Compounds of chlorine



Chlorine, in combination with other elements, gives rise to a series of compounds called chlorides. The gas hydrogen chloride (HCI) dissolves in water to form hydrochloric acid, a most important chemical reagent. The family of metallic chlorides is formed by the action of hydrochloric acid on the metals themselves. For example, when the acid acts on metallic zinc, zinc chloride is formed:


    Zn + 2HCl → H2 + ZnCl2


Chlorides are also formed by the action of hydrochloric acid on metallic oxides. Then, water is liberated instead of hydrogen.


Chlorides, the commonest chlorine compounds, are typical halides except for carbon tetrachloride (see carbon), which is inert. Most chlorides are soluble in water, except mercury (I) (mercurous) and silver chlorides.


Oxides and oxyanions of chlorine

Other chlorine compounds include a series of oxides, unstable and highly oxidizing: dichloric monoxide Cl2O, chlorine dioxide ClO2, chlorine trioxide ClO3, and dichloric heptoxide Cl2O7. There is also a series of oxyanions – hypochlorites, chlorites, chlorates (salts of chloric acid, containing the ClO3- ion), and perchlorates – and corresponding oxy-acids: hypochlorous acid (HOCl), chlorous acid (HClO2),  chloric acid (HClO3), and perchloric acid (HClO4), all of which are powerful oxidizing agents. Calcium hypochlorite (see bleaching powder and sodium chlorite are used as bleaches; chlorates are used as weedkillers and to make matches and fireworks; perchlorates are used as explosives and rocket fuels.
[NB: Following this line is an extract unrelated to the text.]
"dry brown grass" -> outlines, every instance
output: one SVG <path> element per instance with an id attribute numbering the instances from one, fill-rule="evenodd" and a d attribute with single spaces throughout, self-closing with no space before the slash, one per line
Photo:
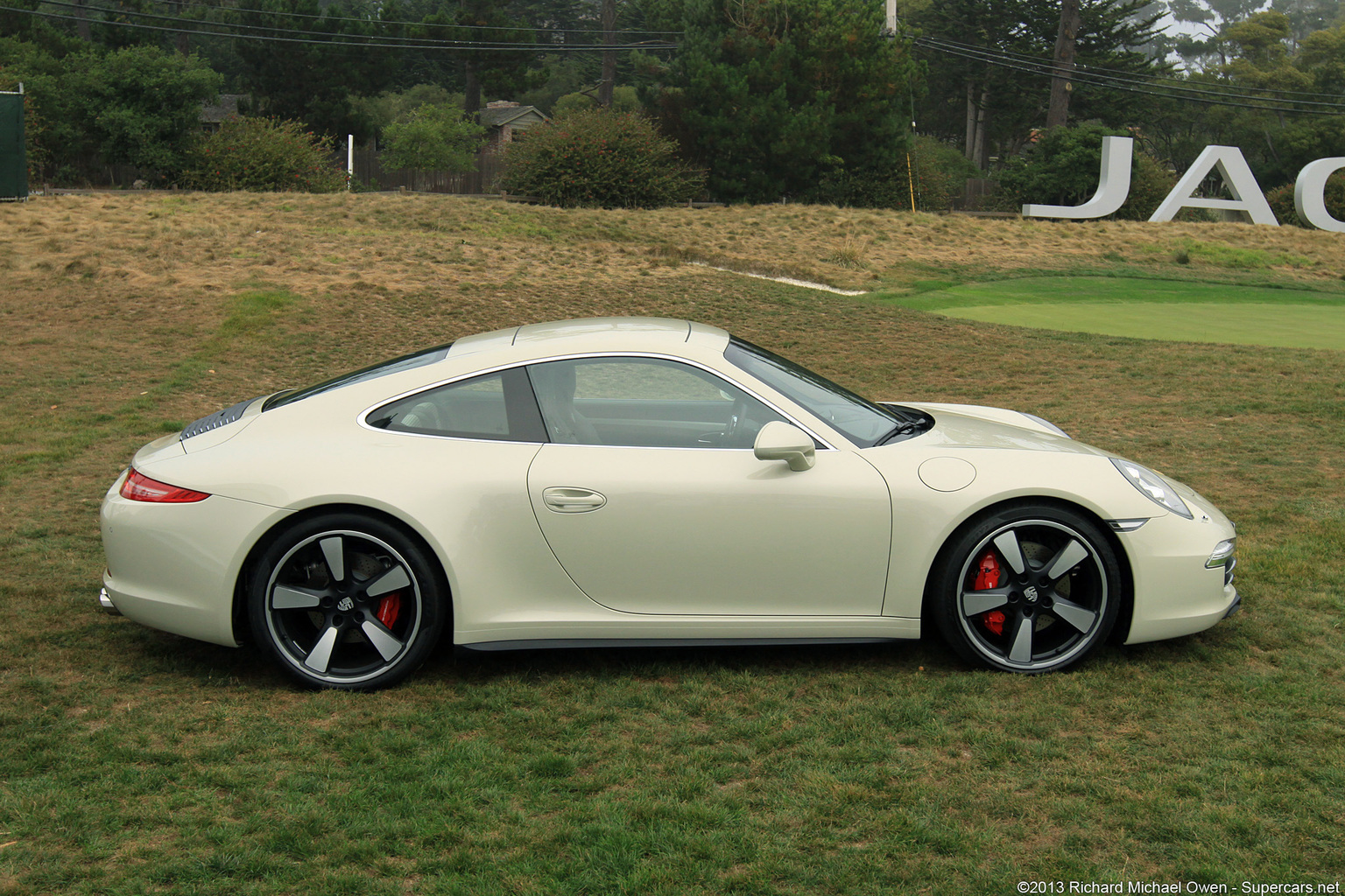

Chlorine and the other halogens

Chlorine is the second member of the seventh group of the periodic table – the halogens. All members of this group have seven electrons in the outer shell and they have many properties in common. In fact, the halogen family serves as an excellent demonstration of the way the periodic classification works. All of the members – fluorine, chlorine, bromine, and iodine are oxidizing agents and take part in substitution and addition reactions. As the members of the family become heavier and heavier, however, the reactivity is not so great. Fluorine is thus a stronger oxidizing agent then chlorine, for example, and chlorine a stronger oxidizing agent than bromine.


The physical properties are likewise similar, with the boiling and melting points increasing with an increase of the atomic weight.